Is there a C struct "packed aligned" option?

Compiler: I'm personally using gcc, but the question is conceptual. I'm interested in options for any compiler.

Is there a way to tell the C compiler to make struct B have the same size as struct AB without sacrificing alignment?

It should also respect alignment when put into an array.

I've tried using __attribute__ ((__packed__, aligned(4))) but this seems to be the same as not using any attributes (the size is still rounded up to the alignment).

I don't understand how this isn't an obvious improvement: in certain cases it could save quite a bit of space for structs without sacrificing performance (or ergonomics) on field lookups.
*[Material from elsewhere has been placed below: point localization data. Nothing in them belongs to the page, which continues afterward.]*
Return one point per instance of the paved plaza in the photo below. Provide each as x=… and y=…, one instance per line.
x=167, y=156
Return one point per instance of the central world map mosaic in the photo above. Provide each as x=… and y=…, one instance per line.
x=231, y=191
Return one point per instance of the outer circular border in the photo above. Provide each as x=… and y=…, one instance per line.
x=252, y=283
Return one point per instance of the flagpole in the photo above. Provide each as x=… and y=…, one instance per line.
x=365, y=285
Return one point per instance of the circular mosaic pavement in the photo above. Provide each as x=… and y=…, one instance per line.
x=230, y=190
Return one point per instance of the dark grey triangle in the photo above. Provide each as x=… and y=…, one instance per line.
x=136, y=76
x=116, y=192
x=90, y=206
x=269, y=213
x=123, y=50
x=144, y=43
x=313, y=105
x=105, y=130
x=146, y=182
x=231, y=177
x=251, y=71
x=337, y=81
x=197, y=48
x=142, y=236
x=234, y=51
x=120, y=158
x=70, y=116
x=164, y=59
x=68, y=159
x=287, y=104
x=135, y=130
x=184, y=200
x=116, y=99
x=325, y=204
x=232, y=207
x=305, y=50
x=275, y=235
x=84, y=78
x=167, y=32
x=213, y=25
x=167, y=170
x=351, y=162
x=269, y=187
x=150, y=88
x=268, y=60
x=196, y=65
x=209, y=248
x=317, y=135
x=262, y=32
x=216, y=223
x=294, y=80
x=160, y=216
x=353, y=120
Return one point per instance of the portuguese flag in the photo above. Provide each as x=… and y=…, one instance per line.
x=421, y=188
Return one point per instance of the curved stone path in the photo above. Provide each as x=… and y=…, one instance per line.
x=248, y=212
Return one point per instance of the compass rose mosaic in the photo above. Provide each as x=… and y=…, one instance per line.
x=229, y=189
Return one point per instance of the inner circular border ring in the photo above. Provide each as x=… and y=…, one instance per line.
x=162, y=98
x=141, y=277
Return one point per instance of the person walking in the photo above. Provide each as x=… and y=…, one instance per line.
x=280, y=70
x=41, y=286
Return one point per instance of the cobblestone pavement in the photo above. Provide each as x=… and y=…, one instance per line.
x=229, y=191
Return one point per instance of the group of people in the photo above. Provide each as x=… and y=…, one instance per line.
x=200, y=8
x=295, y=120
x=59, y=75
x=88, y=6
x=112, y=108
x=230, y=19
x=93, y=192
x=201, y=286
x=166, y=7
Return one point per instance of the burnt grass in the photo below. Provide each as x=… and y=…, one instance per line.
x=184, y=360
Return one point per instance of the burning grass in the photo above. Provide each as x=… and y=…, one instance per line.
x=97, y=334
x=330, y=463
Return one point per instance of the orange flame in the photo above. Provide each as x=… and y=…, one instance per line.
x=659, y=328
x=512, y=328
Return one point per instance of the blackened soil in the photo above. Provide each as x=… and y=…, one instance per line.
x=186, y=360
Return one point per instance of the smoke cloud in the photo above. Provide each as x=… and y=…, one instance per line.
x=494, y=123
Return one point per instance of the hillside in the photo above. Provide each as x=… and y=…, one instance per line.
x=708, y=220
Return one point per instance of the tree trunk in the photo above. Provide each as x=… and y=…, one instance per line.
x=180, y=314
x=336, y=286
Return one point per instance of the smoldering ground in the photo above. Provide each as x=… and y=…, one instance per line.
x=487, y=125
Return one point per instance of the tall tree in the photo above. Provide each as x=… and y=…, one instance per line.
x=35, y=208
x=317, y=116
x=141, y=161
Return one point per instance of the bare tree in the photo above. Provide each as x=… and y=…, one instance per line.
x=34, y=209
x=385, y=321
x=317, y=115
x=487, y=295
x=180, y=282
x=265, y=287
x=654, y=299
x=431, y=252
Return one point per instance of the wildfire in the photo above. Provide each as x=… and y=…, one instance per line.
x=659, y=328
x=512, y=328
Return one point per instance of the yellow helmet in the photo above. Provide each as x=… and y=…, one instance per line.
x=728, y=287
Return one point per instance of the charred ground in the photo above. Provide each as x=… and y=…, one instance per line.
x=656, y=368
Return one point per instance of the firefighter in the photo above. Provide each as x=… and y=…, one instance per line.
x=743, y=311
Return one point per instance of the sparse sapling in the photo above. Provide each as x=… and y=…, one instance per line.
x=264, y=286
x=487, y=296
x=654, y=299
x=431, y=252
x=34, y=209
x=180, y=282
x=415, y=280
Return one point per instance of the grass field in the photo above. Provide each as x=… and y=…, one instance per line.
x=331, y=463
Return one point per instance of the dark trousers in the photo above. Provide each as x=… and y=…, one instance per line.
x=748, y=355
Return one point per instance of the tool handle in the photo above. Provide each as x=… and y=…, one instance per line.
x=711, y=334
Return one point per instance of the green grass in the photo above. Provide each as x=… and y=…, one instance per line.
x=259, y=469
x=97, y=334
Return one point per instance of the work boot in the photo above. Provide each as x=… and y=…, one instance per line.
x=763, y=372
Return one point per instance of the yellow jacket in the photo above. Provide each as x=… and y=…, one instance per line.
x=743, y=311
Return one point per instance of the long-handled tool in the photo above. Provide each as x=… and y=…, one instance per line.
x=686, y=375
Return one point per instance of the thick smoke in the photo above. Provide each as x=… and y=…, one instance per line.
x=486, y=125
All it would require for the compiler is to store a (size, alignment) for each struct.

#include <stdio.h>
#include <stdint.h>

struct A { // total size: 6 bytes (actually 8)
  uint32_t a0; // 4 bytes
  uint16_t a1; // 2 bytes
};

struct B { // total size: 8 bytes (actually 12)
  struct A b0; // 6 bytes
  uint16_t b1; // 2 bytes
};

struct AB { // total size: 8 bytes (actually 8)
  uint32_t a0; // 4 bytes
  uint16_t a1; // 2 bytes
  uint16_t b1; // 2 bytes
};

// Kind of works, but sacrifices alignment
struct __attribute__ ((__packed__)) Ap {
  uint32_t a0; // 4 bytes
  uint8_t a1;  // 1 byte
};
struct __attribute__ ((__packed__)) Bp {
  struct Ap b0;
  uint16_t  b1;
};

int main() {
  printf("sizeof(A)  = %u\n", sizeof(struct A));  // 8  (not 6)
  printf("sizeof(B)  = %u\n", sizeof(struct B));  // 12 (not 8)
  printf("sizeof(AB) = %u\n", sizeof(struct AB)); // 8  (same as desired)
  printf("sizeof(Ap) = %u\n", sizeof(struct Ap)); // 5  (as desired)
  printf("sizeof(Bp) = %u\n", sizeof(struct Bp)); // 7  (not 8)
  return 0;
}

The way I've been actually doing this:

#define STRUCT_A  \
  uint32_t a0; \
  uint8_t a1

struct AB {
  STRUCT_A;    // 6 bytes
  uint16_t b1; // 2 bytes
};

Solution

If I correctly understand what you're wishing for, it's impossible. It's not merely a compiler or ABI restriction; it would actually be inconsistent with the following fundamental principles of the C language.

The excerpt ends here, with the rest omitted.